As an artist, how do you think your view of formal education is different than that of say a scientist or accountant? What do you think of our education system? How do you think it could be changed to be better?
I think these days, no matter what your concentration in higher learning is, there is no guaranteed job waiting for you when you leave. Sometimes I think my fine arts education made me realize that sooner than someone with science or business degree. I always knew it was going to be a challenge and also accepted that making money and having a successful career don’t have to be codependent. The art world has the same collegiate nepotism that other careers have. Now that I have a daughter and have started saving for college for her and keeping up on the local Board of Education goings on, I think of education totally differently. I think there needs to be a ‘real world’ emphasis in learning hand in hand with book smarts.
Which of all your Solo exhibitions was your favorite? What made it so good? What was the most challenging and what did you learn that you wouldn’t have without the difficulty that you faced?

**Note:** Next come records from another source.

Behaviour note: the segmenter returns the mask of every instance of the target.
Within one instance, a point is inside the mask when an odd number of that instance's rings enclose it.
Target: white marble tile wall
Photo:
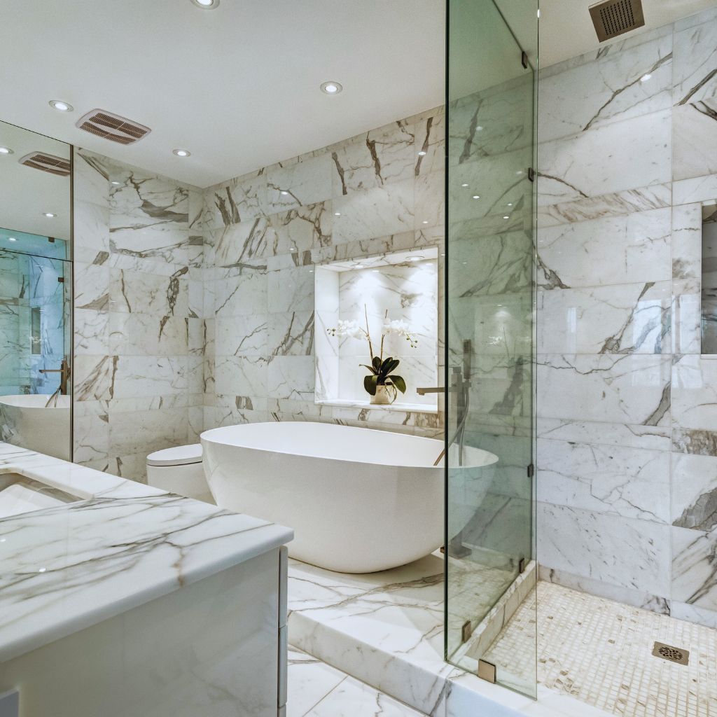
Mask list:
[[[442,244],[444,133],[439,108],[204,191],[205,427],[318,420],[441,435],[435,409],[315,403],[338,390],[338,369],[318,386],[315,376],[338,313],[316,303],[315,280],[324,263]],[[432,381],[435,343],[423,372]],[[413,384],[404,400],[418,403]]]
[[[143,480],[197,440],[204,402],[199,191],[75,155],[75,460]]]
[[[717,361],[700,202],[717,198],[717,9],[542,71],[541,574],[717,617]]]

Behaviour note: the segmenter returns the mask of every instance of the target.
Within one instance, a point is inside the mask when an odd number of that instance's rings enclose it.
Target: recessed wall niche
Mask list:
[[[438,250],[435,247],[395,252],[374,257],[333,262],[315,267],[315,402],[333,405],[366,405],[364,388],[370,364],[365,336],[335,336],[339,320],[366,326],[374,353],[380,351],[382,327],[387,318],[402,320],[415,346],[402,336],[384,341],[383,356],[401,363],[396,373],[406,381],[391,406],[379,409],[437,411],[437,395],[419,396],[419,386],[437,386],[438,379]]]

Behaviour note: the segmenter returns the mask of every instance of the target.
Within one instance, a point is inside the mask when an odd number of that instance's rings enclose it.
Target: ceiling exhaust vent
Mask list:
[[[57,174],[60,177],[70,176],[72,170],[69,159],[56,157],[54,154],[47,154],[45,152],[30,152],[29,154],[21,157],[18,161],[21,164],[24,164],[26,167],[41,169],[44,172]]]
[[[604,0],[591,5],[589,10],[601,42],[645,24],[642,0]]]
[[[105,110],[92,110],[80,117],[76,127],[118,144],[134,144],[152,130],[126,117],[113,115]]]

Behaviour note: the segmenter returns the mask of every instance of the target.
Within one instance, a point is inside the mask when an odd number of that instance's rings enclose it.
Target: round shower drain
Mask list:
[[[688,650],[675,647],[671,645],[664,645],[663,642],[655,643],[652,655],[656,657],[669,660],[671,663],[677,663],[678,665],[687,665],[690,657]]]

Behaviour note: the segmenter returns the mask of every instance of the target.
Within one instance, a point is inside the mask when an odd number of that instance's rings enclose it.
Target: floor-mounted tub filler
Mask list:
[[[443,503],[444,468],[434,465],[441,440],[302,422],[215,428],[201,444],[217,504],[291,526],[289,551],[297,560],[369,573],[443,544],[436,506]],[[487,490],[485,469],[498,459],[478,448],[465,452],[466,484]]]

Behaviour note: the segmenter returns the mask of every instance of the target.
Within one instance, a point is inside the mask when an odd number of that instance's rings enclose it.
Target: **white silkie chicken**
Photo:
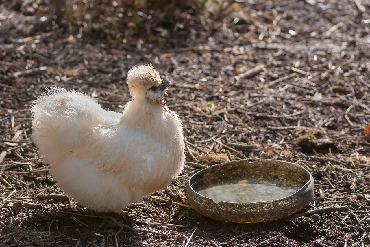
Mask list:
[[[122,114],[81,92],[49,89],[31,106],[38,153],[64,191],[90,209],[119,212],[181,171],[182,127],[166,105],[167,88],[151,64],[134,67],[133,100]]]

Ah! I don’t want to pick just one. Each has meant something different for me and my body of work, showing is growing. ‘Good’ is when I get to travel to a great place, meet new people and share my work. ‘Bad’ is when I didn’t listen to that voice in the back of my head that said ‘Don’t do this show, something isn’t right’ and then being right.
Are you the ‘find a song you love and listen to ten times in a row’ type person?
Ha! Yes… yes I am. Back in Brooklyn I had an awesome studio mate and we liked similar music but I would always listen to music on headphones because I never wanted to drive him crazy with my repeating and what exactly was repeated is sometimes embarrassing.
Coffee or tea or neither?
Coffee in the morning, tea before bed.